Hint: Here, the given question has a trigonometric function. We have to find the derivative or differentiated term of the function. First consider the function \[y\], then differentiate \[y\] with respect to \[x\] by using a standard differentiation formula of trigonometric ratio and use chain rule for differentiation. And on further simplification we get the required differentiate value.
In the trigonometry we have standard differentiation formula
the differentiation of \[\dfrac{d}{{dx}}(\tan x) = {\sec ^2}x\]
The trigonometric identities we have used here is \[1 + {\tan ^2}y = {\sec ^2}y\]

Complete step by step solution:
The differentiation of a function is defined as the derivative or rate of change of a function. The function is said to be differentiable if the limit exists.
Consider the given function
 \[ \Rightarrow y = \arctan (4x)\] ---------- (1)
This can be written as
 \[ \Rightarrow y = ta{n^{ - 1}}(4x)\]
Take \[\tan \] on both sides we have
 \[ \Rightarrow \tan y = \tan \left( {{{\tan }^{ - 1}}(4x)} \right)\]
On simplifying we get
 \[ \Rightarrow \tan y = 4x\] ----------(2)
Differentiate function y with respect to x
 \[ \Rightarrow \dfrac{d}{{dx}}\left( {\tan y} \right) = \dfrac{d}{{dx}}\left( {4x} \right)\] -------(3)
As we know the formula \[\dfrac{d}{{dx}}\left( {\tan x} \right) = {\sec ^2}x\], then
Equation (2) becomes
 \[ \Rightarrow {\sec ^2}y.\dfrac{{dy}}{{dx}} = 4\] ---------- (4)
As we know the trigonometric identities which is given as \[1 + {\tan ^2}y = {\sec ^2}y\], by the equation (2) the trigonometric identity
 \[ \Rightarrow 1 + {(4x)^2} = {\sec ^2}y\]
On simplifying we get
 \[ \Rightarrow 1 + 16{x^2} = {\sec ^2}y\] ----------(5)
By using the equation (5) and the equation (4) is written as
 \[ \Rightarrow \left( {1 + 16{x^2}} \right).\dfrac{{dy}}{{dx}} = 4\]
Take \[1 + 16{x^2}\] to the RHS and it is written as
 \[ \Rightarrow \dfrac{{dy}}{{dx}} = \dfrac{4}{{1 + 16{x^2}}}\]
Hence, it’s a required differentiated value.
So, the correct answer is “ \[\dfrac{4}{{1 + 16{x^2}}}\] ”.

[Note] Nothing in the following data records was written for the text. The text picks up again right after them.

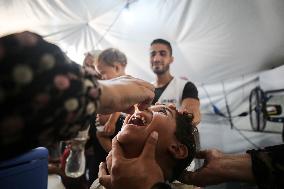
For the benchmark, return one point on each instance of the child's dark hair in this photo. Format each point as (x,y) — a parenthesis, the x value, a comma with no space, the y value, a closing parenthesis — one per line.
(112,55)
(187,134)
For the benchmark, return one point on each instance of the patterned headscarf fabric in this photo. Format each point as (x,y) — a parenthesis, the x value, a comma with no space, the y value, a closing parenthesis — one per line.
(44,96)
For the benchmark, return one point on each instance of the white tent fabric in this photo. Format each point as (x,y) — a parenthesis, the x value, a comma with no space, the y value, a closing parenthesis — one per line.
(221,45)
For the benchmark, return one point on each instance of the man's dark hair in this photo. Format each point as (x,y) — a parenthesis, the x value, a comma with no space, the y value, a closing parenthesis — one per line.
(164,42)
(187,134)
(112,55)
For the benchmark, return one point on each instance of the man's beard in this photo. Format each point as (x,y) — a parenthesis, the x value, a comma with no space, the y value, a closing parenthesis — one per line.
(162,70)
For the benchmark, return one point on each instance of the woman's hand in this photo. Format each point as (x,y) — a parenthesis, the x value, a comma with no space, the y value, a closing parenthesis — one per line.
(122,93)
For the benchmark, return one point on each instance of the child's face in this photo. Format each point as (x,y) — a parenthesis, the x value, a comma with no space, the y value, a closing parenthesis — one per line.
(138,127)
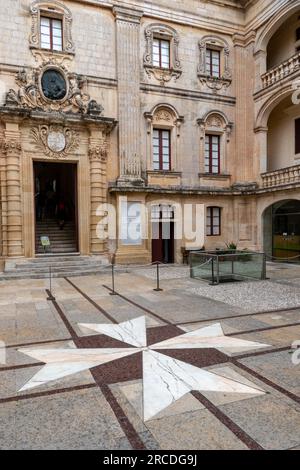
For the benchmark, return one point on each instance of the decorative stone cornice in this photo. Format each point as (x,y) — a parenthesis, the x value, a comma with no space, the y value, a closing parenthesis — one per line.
(59,8)
(214,83)
(127,14)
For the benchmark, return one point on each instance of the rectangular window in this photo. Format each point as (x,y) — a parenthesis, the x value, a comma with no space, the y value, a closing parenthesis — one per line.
(213,221)
(212,154)
(161,149)
(51,34)
(161,53)
(213,63)
(297,136)
(131,223)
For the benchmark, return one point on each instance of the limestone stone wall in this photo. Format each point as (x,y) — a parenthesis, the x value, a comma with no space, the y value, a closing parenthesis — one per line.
(109,44)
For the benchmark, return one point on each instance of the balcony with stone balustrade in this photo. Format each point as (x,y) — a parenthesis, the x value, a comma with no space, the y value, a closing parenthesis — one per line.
(282,177)
(287,68)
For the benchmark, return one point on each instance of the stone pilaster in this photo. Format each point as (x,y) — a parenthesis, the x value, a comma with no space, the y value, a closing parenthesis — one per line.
(11,200)
(128,74)
(244,87)
(98,154)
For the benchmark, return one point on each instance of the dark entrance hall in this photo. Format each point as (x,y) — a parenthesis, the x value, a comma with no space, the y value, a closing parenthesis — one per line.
(56,207)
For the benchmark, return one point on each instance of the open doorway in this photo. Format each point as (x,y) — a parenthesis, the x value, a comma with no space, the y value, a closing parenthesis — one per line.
(55,200)
(282,230)
(163,233)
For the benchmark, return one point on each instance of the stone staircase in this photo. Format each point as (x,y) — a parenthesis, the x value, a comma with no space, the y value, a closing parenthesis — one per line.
(62,241)
(61,266)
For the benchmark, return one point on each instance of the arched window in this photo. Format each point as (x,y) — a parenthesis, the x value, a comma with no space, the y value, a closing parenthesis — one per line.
(297,44)
(214,68)
(213,221)
(51,27)
(161,57)
(215,136)
(163,128)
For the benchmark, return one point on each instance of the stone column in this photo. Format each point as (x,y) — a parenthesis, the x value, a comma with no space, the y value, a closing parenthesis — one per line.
(128,74)
(13,246)
(261,149)
(98,152)
(244,87)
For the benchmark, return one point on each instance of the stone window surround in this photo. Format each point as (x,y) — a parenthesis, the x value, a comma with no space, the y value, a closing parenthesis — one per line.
(215,123)
(161,31)
(209,213)
(51,9)
(218,44)
(163,116)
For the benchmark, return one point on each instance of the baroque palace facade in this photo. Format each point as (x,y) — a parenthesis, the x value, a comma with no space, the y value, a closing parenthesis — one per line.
(181,102)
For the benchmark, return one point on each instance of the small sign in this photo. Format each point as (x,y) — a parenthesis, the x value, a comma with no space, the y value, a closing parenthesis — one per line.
(45,241)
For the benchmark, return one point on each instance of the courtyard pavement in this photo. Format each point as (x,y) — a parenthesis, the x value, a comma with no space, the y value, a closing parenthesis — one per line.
(235,385)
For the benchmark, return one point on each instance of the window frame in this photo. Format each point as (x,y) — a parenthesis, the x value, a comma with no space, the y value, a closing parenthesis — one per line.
(210,156)
(210,216)
(160,149)
(160,41)
(44,15)
(210,51)
(297,136)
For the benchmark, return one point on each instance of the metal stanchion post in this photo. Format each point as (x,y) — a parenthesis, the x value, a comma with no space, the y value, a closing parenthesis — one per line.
(158,289)
(113,280)
(51,297)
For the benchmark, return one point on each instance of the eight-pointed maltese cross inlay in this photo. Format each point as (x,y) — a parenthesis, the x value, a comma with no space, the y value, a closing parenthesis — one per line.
(165,379)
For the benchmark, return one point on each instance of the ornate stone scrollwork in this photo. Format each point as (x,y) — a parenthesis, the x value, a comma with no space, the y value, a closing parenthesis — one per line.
(12,146)
(55,141)
(225,79)
(161,74)
(98,152)
(215,121)
(69,88)
(40,6)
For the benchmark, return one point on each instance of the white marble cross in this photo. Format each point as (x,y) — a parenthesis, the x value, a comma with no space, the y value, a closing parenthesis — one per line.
(165,379)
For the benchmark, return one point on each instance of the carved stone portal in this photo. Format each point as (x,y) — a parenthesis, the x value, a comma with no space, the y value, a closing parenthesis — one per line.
(55,141)
(51,87)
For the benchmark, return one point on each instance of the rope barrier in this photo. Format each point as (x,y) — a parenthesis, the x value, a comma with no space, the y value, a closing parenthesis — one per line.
(282,259)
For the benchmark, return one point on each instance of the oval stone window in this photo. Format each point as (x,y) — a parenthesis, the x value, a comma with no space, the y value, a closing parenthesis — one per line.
(54,85)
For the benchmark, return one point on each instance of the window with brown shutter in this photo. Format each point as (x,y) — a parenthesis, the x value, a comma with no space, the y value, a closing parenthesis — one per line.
(51,30)
(161,149)
(213,221)
(297,136)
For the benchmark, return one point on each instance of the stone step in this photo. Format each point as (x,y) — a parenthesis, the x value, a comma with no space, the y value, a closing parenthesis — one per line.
(33,275)
(61,266)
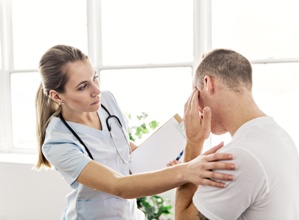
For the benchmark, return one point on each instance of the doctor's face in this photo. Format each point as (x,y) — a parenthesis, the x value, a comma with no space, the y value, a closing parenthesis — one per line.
(81,92)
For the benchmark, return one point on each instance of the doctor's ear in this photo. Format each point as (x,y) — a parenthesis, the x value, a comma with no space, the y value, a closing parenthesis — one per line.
(55,97)
(209,83)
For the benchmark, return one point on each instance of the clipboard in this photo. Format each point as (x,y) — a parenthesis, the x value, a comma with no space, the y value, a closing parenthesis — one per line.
(163,146)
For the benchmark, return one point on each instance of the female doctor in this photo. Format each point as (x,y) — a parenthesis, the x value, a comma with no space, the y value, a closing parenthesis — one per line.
(82,133)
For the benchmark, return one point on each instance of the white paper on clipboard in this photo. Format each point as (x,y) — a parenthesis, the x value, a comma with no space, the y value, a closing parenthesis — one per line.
(163,146)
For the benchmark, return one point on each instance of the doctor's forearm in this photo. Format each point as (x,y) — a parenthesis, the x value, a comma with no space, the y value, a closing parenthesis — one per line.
(146,184)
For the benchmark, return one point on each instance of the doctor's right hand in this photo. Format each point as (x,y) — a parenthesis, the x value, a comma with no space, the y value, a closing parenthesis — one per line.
(203,168)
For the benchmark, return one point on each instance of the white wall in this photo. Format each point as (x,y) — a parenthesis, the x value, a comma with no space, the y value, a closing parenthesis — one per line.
(27,194)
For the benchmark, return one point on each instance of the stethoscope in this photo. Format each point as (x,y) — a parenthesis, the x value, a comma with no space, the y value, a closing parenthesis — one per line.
(111,135)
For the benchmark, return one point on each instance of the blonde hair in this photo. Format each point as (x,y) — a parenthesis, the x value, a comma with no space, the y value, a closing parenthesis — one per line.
(53,77)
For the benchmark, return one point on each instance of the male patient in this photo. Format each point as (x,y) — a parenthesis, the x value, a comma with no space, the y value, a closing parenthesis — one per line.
(266,184)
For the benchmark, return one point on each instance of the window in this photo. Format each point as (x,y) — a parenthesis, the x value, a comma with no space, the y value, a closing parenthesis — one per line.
(29,28)
(266,33)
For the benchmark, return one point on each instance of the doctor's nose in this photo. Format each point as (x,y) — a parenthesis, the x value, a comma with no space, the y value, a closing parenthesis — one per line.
(96,90)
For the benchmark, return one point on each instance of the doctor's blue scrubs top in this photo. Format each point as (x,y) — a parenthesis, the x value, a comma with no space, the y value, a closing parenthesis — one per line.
(69,157)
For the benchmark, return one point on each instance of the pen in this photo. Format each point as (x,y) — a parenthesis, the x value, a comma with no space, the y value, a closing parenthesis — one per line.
(180,155)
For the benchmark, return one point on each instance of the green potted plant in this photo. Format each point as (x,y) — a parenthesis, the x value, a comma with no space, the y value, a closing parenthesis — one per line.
(155,207)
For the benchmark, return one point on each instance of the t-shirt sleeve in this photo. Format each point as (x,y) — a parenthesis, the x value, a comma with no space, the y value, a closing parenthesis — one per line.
(67,158)
(230,202)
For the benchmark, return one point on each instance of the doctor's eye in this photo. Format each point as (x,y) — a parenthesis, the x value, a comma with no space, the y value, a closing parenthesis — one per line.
(83,87)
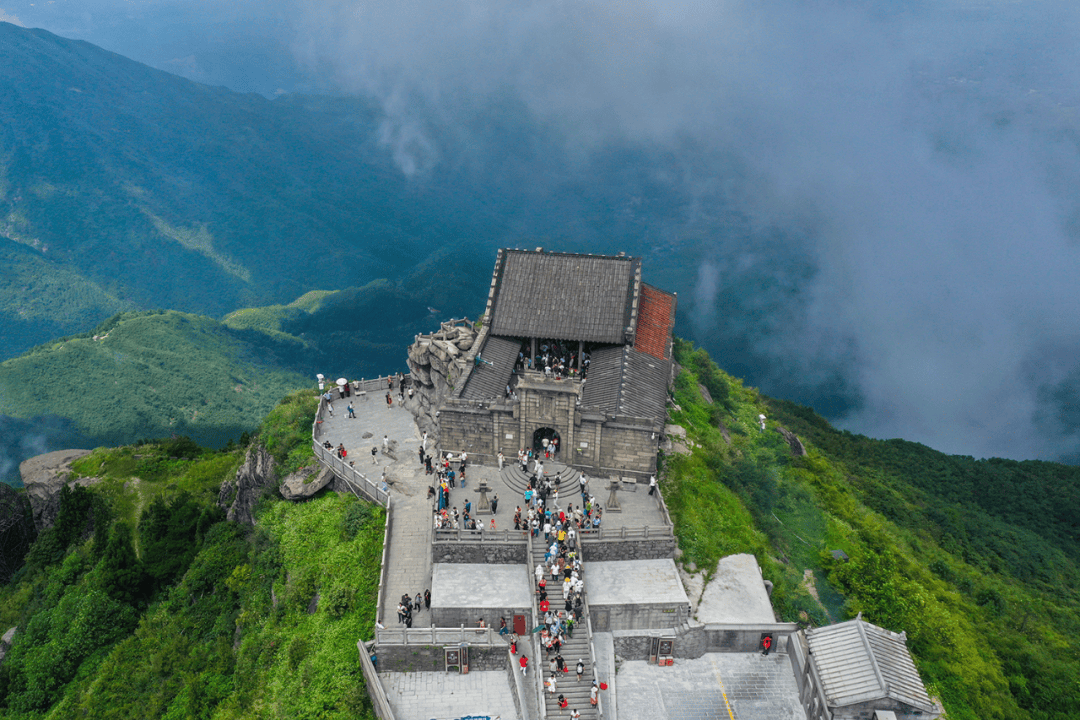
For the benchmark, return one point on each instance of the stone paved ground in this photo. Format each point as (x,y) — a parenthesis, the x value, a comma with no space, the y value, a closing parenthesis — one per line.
(757,688)
(439,695)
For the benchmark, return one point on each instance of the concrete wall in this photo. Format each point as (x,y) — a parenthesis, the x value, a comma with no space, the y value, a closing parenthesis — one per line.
(636,616)
(430,659)
(468,616)
(491,553)
(629,549)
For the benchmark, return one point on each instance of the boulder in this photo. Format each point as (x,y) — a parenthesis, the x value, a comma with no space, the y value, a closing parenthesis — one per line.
(306,481)
(16,530)
(43,476)
(238,497)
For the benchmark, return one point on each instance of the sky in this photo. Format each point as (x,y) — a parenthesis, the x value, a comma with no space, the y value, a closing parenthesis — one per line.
(877,200)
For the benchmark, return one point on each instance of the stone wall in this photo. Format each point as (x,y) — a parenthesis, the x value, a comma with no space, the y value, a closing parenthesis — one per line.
(468,616)
(491,553)
(430,659)
(630,549)
(469,429)
(694,640)
(811,690)
(629,447)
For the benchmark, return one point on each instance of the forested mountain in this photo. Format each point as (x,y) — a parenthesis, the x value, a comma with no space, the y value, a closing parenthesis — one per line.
(127,188)
(143,601)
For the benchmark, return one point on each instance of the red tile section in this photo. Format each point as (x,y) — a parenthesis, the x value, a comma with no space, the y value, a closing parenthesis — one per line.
(653,322)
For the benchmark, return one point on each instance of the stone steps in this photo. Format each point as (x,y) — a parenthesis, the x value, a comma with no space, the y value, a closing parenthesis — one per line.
(518,480)
(567,684)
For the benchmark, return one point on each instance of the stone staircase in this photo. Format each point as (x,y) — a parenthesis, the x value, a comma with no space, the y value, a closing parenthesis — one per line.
(575,648)
(518,480)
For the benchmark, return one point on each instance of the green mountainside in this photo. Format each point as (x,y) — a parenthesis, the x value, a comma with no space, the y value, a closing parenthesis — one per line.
(142,601)
(126,188)
(976,560)
(151,375)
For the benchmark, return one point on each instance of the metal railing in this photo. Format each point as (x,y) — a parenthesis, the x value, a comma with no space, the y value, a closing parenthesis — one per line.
(537,650)
(459,535)
(589,632)
(382,567)
(487,637)
(624,533)
(351,475)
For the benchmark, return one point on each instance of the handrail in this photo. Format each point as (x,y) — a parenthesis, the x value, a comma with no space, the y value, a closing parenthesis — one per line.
(350,474)
(382,568)
(537,650)
(625,533)
(487,637)
(461,535)
(589,632)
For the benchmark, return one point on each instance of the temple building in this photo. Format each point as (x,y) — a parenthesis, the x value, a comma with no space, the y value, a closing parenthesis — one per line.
(572,349)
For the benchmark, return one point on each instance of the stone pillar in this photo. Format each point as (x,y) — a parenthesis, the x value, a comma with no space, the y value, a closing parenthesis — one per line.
(612,503)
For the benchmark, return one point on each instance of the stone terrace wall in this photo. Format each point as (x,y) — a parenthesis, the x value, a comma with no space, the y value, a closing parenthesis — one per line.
(430,659)
(490,553)
(636,616)
(696,640)
(649,548)
(468,616)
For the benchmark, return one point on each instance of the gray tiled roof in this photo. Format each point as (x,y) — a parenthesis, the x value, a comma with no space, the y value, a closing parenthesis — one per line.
(563,296)
(487,381)
(626,381)
(860,662)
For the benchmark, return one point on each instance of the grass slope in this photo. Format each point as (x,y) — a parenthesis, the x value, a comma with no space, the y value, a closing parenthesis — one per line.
(985,588)
(153,375)
(142,601)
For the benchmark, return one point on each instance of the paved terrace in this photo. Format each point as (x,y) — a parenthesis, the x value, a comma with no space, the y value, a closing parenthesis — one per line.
(408,556)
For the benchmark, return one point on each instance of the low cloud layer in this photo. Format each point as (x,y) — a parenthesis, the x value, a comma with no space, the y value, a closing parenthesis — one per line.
(876,209)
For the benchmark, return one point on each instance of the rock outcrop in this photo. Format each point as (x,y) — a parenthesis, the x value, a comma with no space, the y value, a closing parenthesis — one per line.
(793,442)
(238,497)
(307,481)
(5,641)
(437,362)
(43,476)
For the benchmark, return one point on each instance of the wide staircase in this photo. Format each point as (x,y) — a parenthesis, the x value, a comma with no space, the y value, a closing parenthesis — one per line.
(578,647)
(518,480)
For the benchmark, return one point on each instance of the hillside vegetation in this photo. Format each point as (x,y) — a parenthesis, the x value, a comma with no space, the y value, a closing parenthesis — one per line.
(975,560)
(143,601)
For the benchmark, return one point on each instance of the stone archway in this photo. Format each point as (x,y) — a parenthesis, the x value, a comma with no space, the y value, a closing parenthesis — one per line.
(542,434)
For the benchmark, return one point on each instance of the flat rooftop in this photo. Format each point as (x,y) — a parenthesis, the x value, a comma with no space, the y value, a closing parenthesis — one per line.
(736,594)
(480,585)
(634,582)
(740,685)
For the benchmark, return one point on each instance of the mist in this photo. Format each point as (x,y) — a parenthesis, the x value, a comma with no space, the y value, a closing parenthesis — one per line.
(865,207)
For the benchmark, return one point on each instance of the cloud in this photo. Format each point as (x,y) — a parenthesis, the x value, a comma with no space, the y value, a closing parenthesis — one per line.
(10,17)
(903,177)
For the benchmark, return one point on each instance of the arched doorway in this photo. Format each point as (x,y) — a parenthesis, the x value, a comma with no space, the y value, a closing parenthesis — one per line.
(544,434)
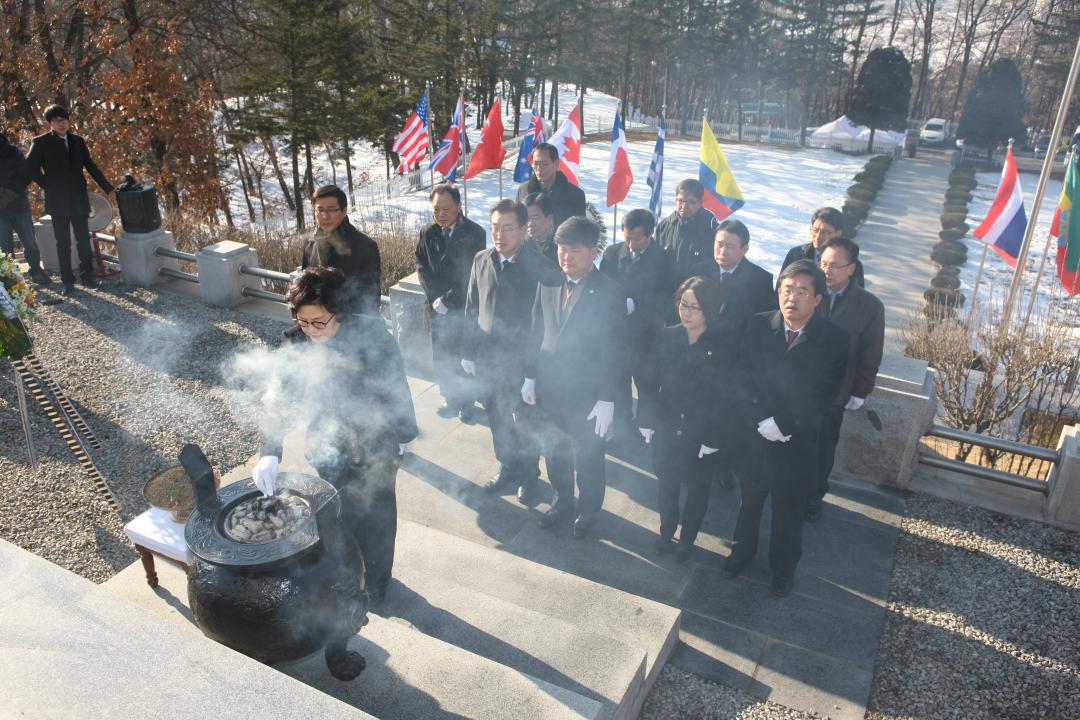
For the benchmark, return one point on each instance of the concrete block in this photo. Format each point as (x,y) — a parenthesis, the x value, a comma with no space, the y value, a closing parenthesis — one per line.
(407,304)
(137,260)
(887,456)
(73,649)
(1063,501)
(219,279)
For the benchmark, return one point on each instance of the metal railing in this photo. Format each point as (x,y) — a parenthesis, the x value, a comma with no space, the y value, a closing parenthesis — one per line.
(1000,445)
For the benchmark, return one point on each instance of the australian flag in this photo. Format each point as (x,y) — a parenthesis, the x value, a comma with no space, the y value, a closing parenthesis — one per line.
(534,136)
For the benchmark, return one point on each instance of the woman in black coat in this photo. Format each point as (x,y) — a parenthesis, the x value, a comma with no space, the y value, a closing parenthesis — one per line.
(343,378)
(683,409)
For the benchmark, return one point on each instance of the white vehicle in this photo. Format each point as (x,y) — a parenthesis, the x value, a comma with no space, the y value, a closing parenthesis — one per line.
(933,132)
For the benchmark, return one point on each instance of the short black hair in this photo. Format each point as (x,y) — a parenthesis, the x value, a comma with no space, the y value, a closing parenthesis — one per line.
(805,268)
(828,215)
(639,218)
(736,228)
(849,247)
(54,111)
(507,206)
(691,186)
(445,188)
(578,231)
(316,286)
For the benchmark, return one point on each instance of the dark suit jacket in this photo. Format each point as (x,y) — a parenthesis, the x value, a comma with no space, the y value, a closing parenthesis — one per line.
(794,385)
(807,253)
(577,354)
(443,266)
(862,315)
(649,281)
(359,259)
(59,174)
(499,308)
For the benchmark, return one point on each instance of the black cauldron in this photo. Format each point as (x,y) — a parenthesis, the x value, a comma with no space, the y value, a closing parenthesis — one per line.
(280,599)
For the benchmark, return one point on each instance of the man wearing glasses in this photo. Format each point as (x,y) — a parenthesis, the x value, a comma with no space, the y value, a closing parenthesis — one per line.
(862,315)
(337,243)
(566,200)
(825,223)
(793,366)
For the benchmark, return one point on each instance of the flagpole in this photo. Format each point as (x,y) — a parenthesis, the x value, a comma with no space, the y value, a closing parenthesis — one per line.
(1048,162)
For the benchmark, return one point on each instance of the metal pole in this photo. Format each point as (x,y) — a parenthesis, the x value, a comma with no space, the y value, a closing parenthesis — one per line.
(1041,189)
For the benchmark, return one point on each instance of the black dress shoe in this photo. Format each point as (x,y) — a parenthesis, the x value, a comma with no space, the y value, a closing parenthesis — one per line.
(782,586)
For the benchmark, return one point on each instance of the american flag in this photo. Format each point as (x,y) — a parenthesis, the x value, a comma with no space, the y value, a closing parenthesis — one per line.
(412,144)
(534,136)
(656,178)
(451,148)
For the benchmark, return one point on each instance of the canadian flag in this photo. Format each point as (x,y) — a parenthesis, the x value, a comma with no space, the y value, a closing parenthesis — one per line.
(567,139)
(619,175)
(489,151)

Note: The student must know about the differentiation formulas for the trigonometry ratios and these differentiation formulas are standard. If the function is a product of two terms and the both terms are the function of x the we use the product rule of differentiation to the function.